By Karen Penafiel, executive director, National Elevator Industry, Inc.
Most property professionals have some familiarity with building and elevator codes but may not know the full picture.
Like the tired cliché, the code development process is a little like making sausage — many don’t know or, perhaps worse, don’t care to know what goes into the creation of the model codes or understand how truly important they are to occupant health and safety.
But, the truth is that they really should. What goes into it is a lot of time from many stakeholders and days — no, months — of meetings.
What results from that process is a model code that helps protect the health and safety of workers and the public while keeping pace with the speed of innovation.
While there is a general understanding of how codes ensure “safety” and “innovation,” many don’t grasp just how significantly the things many of us take for granted are dictated by codes.
We all know that codes define product specifications for elevator ropes, brakes, etc. But, they also go far beyond safety basics.
For example, they also dictate how long the door stays open, how quickly or slowly it may close, what features must be included to assist people with differing abilities, and more.
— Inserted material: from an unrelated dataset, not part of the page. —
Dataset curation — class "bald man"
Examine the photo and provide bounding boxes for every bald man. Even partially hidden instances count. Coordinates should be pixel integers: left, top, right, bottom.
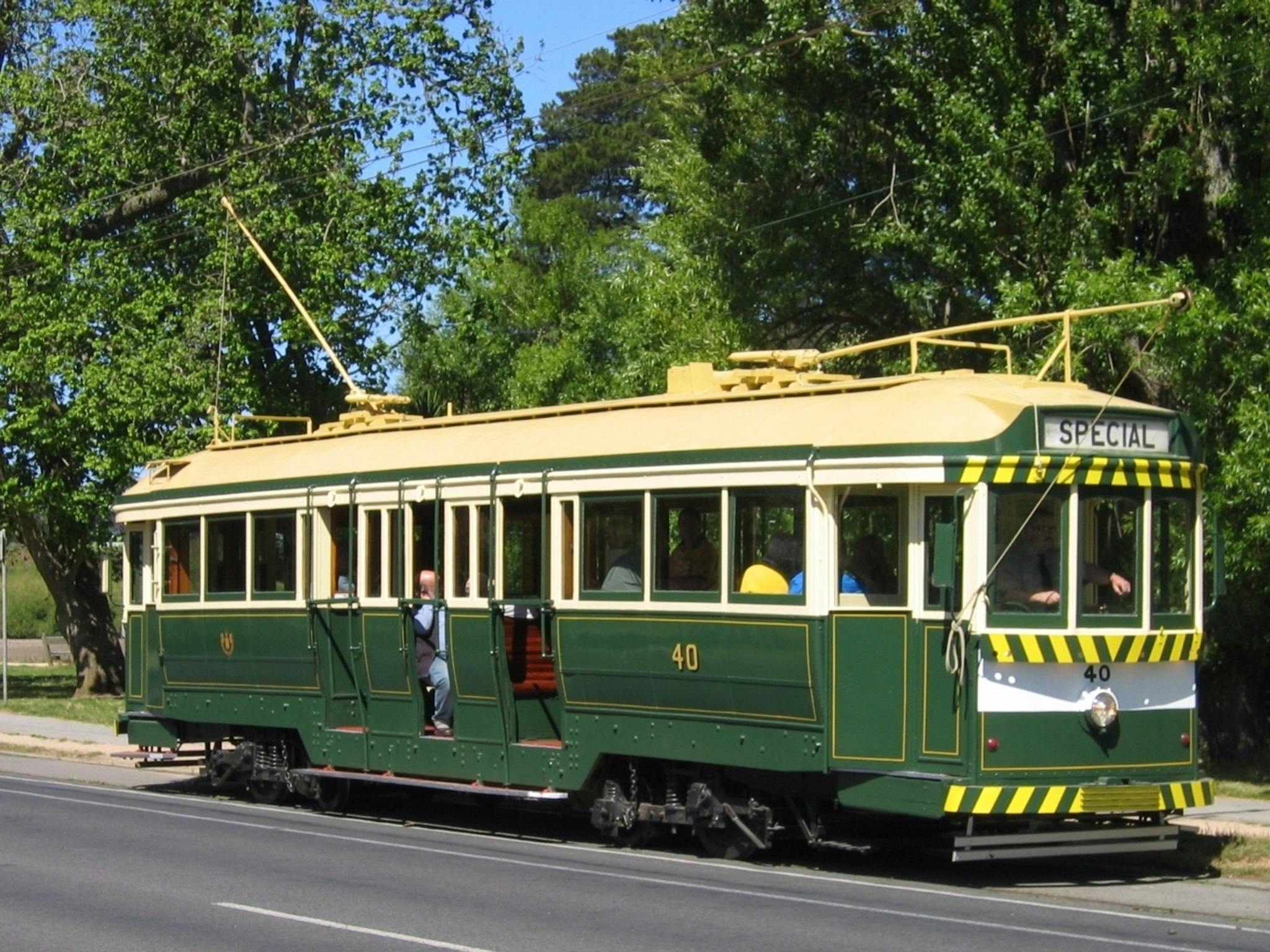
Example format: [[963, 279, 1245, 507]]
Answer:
[[414, 569, 455, 738]]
About the only things the codes don’t cover are what kind of elevator music to play and whether or not to bypass the 13th floor.
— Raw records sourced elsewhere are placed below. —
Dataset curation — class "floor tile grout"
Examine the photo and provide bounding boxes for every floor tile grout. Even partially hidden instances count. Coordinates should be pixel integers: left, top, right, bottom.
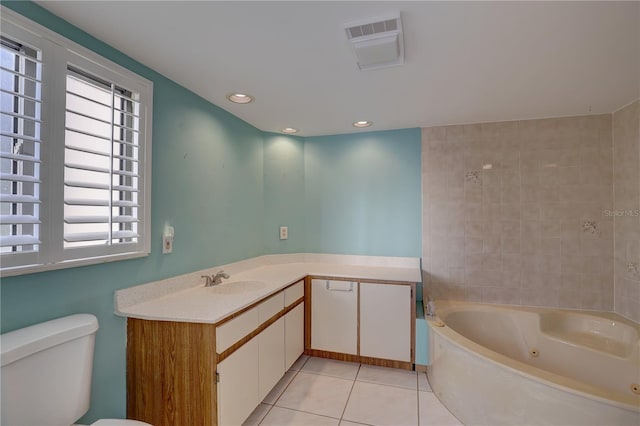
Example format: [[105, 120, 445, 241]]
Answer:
[[339, 364, 362, 423], [251, 357, 460, 426]]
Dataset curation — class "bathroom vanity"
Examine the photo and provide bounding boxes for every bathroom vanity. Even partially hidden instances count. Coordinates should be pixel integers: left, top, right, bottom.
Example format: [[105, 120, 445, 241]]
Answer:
[[116, 256, 419, 426]]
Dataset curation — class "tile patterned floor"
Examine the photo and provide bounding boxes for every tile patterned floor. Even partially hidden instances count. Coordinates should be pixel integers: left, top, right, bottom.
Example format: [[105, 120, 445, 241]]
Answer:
[[244, 355, 462, 426]]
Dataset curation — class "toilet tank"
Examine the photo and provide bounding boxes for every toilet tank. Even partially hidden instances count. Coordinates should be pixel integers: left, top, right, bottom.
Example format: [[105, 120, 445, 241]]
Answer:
[[0, 314, 98, 426]]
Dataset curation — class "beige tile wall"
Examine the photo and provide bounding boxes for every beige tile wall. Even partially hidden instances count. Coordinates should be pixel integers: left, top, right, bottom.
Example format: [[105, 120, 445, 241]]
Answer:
[[422, 114, 616, 310], [612, 101, 640, 322]]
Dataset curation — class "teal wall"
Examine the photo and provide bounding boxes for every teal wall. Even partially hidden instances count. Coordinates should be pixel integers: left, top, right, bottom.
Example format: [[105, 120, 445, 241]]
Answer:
[[0, 1, 264, 423], [304, 129, 422, 257], [0, 1, 421, 423], [264, 133, 305, 254]]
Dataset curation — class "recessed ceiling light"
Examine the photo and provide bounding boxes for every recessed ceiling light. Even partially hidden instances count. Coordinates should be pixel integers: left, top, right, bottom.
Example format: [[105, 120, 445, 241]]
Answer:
[[353, 120, 373, 127], [227, 93, 253, 104]]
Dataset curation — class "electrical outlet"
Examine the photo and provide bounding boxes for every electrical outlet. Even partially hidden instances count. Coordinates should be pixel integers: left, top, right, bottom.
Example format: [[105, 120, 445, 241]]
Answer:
[[162, 226, 175, 254]]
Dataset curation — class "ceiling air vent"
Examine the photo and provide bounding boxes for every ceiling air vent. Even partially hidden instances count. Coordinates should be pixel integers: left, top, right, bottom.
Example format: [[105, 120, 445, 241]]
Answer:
[[345, 13, 404, 71]]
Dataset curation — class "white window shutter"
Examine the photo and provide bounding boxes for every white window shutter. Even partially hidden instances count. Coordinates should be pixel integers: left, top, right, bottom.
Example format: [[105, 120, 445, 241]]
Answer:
[[0, 36, 43, 265]]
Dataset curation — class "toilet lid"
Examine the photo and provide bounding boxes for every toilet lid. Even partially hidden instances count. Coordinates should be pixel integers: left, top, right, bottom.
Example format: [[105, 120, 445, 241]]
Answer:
[[91, 419, 151, 426]]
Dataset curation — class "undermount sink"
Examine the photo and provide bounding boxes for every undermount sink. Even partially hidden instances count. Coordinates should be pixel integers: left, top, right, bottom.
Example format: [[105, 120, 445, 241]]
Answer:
[[210, 281, 266, 294]]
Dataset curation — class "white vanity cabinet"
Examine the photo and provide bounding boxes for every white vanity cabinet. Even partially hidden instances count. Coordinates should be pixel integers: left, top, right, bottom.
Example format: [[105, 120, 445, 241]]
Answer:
[[360, 283, 412, 362], [217, 336, 262, 425], [284, 281, 304, 371], [311, 279, 358, 355], [306, 277, 415, 369], [284, 303, 304, 371], [258, 318, 285, 402]]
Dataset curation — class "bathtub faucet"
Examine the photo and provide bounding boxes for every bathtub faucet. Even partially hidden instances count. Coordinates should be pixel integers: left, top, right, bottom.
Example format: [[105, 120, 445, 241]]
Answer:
[[202, 271, 229, 287]]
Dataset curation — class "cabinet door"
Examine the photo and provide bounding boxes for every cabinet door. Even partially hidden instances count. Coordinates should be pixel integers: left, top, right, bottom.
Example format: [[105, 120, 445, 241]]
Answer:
[[254, 318, 285, 402], [284, 303, 304, 371], [218, 336, 261, 425], [360, 283, 412, 362], [311, 280, 358, 355]]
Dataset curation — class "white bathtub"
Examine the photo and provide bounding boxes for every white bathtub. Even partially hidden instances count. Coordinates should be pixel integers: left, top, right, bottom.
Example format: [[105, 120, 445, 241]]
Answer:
[[428, 302, 640, 426]]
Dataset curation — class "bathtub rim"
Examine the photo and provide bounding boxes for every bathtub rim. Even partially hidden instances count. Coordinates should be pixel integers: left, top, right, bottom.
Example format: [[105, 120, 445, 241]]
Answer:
[[426, 301, 640, 413]]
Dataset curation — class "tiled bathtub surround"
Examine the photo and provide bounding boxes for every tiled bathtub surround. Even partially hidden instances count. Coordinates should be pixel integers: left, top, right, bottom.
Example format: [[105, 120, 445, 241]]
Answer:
[[422, 114, 616, 310], [611, 101, 640, 322]]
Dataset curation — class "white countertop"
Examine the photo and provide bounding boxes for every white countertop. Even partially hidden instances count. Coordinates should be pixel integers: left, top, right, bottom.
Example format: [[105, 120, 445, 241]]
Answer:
[[115, 254, 421, 323]]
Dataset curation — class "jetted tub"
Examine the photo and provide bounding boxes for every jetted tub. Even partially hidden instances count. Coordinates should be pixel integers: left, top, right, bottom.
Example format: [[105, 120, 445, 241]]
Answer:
[[428, 302, 640, 426]]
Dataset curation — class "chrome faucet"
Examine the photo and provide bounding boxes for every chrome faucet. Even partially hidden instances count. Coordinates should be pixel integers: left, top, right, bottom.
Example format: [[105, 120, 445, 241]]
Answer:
[[202, 271, 229, 287]]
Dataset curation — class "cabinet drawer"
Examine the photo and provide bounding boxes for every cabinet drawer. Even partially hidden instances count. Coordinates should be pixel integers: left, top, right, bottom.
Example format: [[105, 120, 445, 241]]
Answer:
[[284, 281, 304, 306], [216, 306, 260, 354], [258, 291, 284, 324]]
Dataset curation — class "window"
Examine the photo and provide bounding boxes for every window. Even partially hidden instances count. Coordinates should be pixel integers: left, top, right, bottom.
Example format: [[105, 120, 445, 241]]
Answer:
[[0, 8, 153, 276]]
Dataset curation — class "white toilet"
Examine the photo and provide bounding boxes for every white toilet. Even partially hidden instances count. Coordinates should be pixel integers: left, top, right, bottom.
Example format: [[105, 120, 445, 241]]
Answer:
[[0, 314, 149, 426]]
After working in the advocacy and codes arena for 26 years — first at the Building Owners and Managers Association (BOMA) International and now with the National Elevator Industry, Inc. (NEII) for the last three and a half years — I am well-versed on the impact of an effective code development process and have a deep appreciation for the staff time and volunteer expertise that goes into monitoring, developing, updating, and implementing model codes.
Elevator codes are published by the American Society of Mechanical Engineers (ASME). Like the building codes developed by the International Code Council (ICC), the ASME model codes follow a three-year development cycle. NEII represents elevator manufacturers, installers, and contractors. But, we’re just one of many stakeholders that participates in the process.
Our small association of six full-time staffers has one senior employee exclusively dedicated to the safety codes, in addition to several consultants who add expertise. Our member companies each have several employees dedicated to the process. Altogether, it demands quite a bit of staff time and company budgets.
In addition to the elevator manufacturers, many other interests are represented, including elevator consultants, elevator mechanics and the union that represents them, building owners, inspectors, state building departments, state fire marshals, and the general public.
You get the picture: it’s a myriad of voices all adding their expertise to ensure the final product achieves its intended result of safer and more effective products.
Once the model codes are developed and published, it is then the responsibility of each state, county or authority having jurisdiction to adopt the codes.
Some do this automatically, while others are years behind. Some adopt the code in its entirety without deviation, while others amend it to take into consideration geographic differences such as earthquakes or flooding.
As you can imagine, this part of the process has the potential to create a patchwork quilt of codes across the U.S. and Canada.
So why is staying involved in the code development, adoption and implementation process so important for every stakeholder?
For NEII and the elevator industry, it’s pretty obvious. Our industry is all about safety and innovation. The elevator of today is much different than that of a few decades ago and will be much different from the elevators of the future; the codes need to recognize and represent this.
Safer products are being engineered constantly and they must be allowed by code. Moreover, the code process should not stifle innovation.
On the contrary, it is the responsibility of the code to account for the substantial innovation that inevitably occurs within every three-year cycle of code development, which is why NEII adamantly supports performance-based codes.
It’s also about producing affordable products. It’s easier and cheaper for a manufacturer — of any product — to build the same product for California as it is for Florida without having to make deviations that don’t enhance safety.
We want the real estate industry (our customers) to have an array of safe and affordable options to choose from to meet the needs of their brand and tenant base.
This process is also important for building owners and property professionals. As the purchasers of our equipment, you have a valuable voice. What is most important to you? Surely safety, serviceability and life cycle cost are driving forces.
The codes development process — and in particular what is permitted in the code and what isn’t — deeply impacts the choices you will have. Do you have a seat at the table?